Additional details of the assembled COVID-19 database

In this section, we will describe some general information about the patients in our COVID-19 database.

There were 370 healthy patients (the database from Jaeger et al. (2014) does not contain multiple images from the same patient, according to the authors). The patients are 61.9% male and their mean age is 36.1 years, with a standard deviation of 12.3 years.

Our pneumonia images were created with 1047 different patients. They are 58.2% male, with a mean age of 61.8 years and an age standard deviation of 19.3 years.

Our COVID-19 database contained 268 patients, 246 had gender information and 199 had age information. Their mean age was 42.8 years, with standard deviation of 16.4 years. They were 64.2% male.

We also have information about disease severity in some COVID-19 patients. We have survival information about 81 patients, with a survival rate of 81.5%. We have information about intubation on 69 patients, with an intubation rate of 59.4%. We have information about supplemental oxygen on 94 patients, with 59.6% of them needing it. At last, we have ICU information on 112 patients, 59.8% of them were in the intensive care unit.

Transfer learning, twice transfer learning, and output neuron keeping

Introduction to transfer learning

When we add dimensions to a neural network input, the data tends to become sparser. Thus, with larger inputs (like our 224 × 224 images), we need more data to create a good statistical model of the inputs and labels distribution. This problem is known as the “curse of dimensionality” (Trunk (1979)).

Deep neural networks are mathematical models with many trainable parameters, enabling them to model complex data distributions and statistical relations. But, when we do not have enough data, this also makes them prone to learn small variations and noise in the training dataset, which are exclusive to that database and do not reflect the real phenomenon we are trying to model. Thus, with insufficient data, we can generate overfitting, hence creating a neural network that performs well on the training dataset but badly on the test database (Goodfellow et al. (2016)).

In summary, DNNs have a tendency to overfit when trained on small datasets and large inputs. Transfer learning is a technique that helps to avoid this problem. It consists in using a network that was already trained to solve a task in one dataset, and training it again (or fine-tuning) on another database, to solve another task. Doing this, we hope that representations learned by the DNN in the first database can help the model generalization on the second. This is particularly helpful when the first dataset is much larger than the second one (Goodfellow et al. (2016)).

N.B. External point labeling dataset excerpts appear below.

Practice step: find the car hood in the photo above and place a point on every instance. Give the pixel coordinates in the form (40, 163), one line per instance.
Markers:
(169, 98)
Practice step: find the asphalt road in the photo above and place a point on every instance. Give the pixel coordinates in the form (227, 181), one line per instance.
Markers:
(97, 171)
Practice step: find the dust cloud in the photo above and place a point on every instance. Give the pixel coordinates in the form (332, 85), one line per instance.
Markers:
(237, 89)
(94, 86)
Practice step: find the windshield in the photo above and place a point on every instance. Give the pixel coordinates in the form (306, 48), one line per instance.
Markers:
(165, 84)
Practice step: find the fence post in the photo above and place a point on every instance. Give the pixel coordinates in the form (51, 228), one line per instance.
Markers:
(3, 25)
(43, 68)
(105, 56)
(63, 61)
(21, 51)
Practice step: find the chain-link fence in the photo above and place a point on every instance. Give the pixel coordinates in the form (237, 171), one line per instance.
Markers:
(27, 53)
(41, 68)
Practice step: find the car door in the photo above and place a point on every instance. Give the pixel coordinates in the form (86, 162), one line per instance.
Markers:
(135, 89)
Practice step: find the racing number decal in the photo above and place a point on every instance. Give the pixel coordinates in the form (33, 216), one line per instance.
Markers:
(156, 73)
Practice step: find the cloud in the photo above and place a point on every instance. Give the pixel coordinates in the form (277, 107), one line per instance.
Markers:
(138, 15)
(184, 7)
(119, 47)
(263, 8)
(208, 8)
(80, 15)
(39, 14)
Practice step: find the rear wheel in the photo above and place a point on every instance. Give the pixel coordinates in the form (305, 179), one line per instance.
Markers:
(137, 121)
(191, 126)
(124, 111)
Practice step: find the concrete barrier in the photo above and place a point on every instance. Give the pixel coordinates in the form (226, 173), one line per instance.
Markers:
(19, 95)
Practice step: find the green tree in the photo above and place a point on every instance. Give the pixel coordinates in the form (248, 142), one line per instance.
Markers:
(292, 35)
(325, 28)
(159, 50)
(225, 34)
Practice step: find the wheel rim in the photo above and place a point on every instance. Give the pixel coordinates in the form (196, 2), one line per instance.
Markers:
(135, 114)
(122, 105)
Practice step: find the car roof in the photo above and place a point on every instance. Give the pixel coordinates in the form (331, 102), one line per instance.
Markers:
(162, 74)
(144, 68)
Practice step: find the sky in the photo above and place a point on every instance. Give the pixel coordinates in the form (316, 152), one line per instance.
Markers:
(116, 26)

When we train a deep neural network, each layer learns to map the information it receives onto a new representation of the input data, creating what is called representation learning (Bengio et al. (2012)). Thus, the layers implicitly extract features of the inputs. The nearer from the network output a layer is, the higher the level of abstraction the learned feature has (Goodfellow et al. (2016)). What makes transfer learning effective is that some features, learned from the first task and dataset, can help the DNN solve the second task, in the second dataset. For example, a network trained with a large image classification dataset, like ImageNet (Deng et al. (2009)), can learn, in that database, to identify image edges, a feature that can also be useful for interpreting X-rays, in a dataset like ChestXray-14.

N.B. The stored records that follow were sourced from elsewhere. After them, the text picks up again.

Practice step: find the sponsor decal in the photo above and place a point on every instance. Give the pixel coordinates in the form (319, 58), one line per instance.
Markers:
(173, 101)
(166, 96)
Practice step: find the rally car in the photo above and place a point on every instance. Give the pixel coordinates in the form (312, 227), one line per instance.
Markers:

We can observe that, if the two tasks are similar, more features learned in the first dataset will be useful in the second one, increasing the benefit of transfer learning. Thus, an ideal case would be to have a first dataset that is very large and whose task is very similar to that of the second one.

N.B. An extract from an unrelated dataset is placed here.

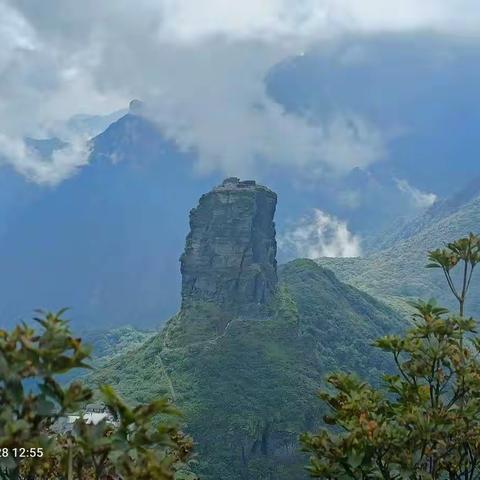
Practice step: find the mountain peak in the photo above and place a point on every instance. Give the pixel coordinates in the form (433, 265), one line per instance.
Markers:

When we use an already trained network in another dataset, we need to pay attention to whether the input size remains the same (if not, the inputs are generally re-scaled). Also, because we are changing the task, the DNN output needs to change. One can add new layers at the end of the network or replace the last layers with new ones (Goodfellow et al. (2016)). A common approach is to replace just the output layer, removing it and adding a new one, with randomized weights and biases. The more similar the two tasks are, the more the last layers learned representations will be useful in the second dataset, and the more we would want to keep them.

Twice transfer learning

It is common to choose ImageNet as the first dataset when we have image classification tasks (like in Rajpurkar et al. (2017)), as it is a database with millions of images and many classes. But one can argue that classifying these images is not a task particularly similar to that of classifying chest X-rays as COVID-19, pneumonia or normal.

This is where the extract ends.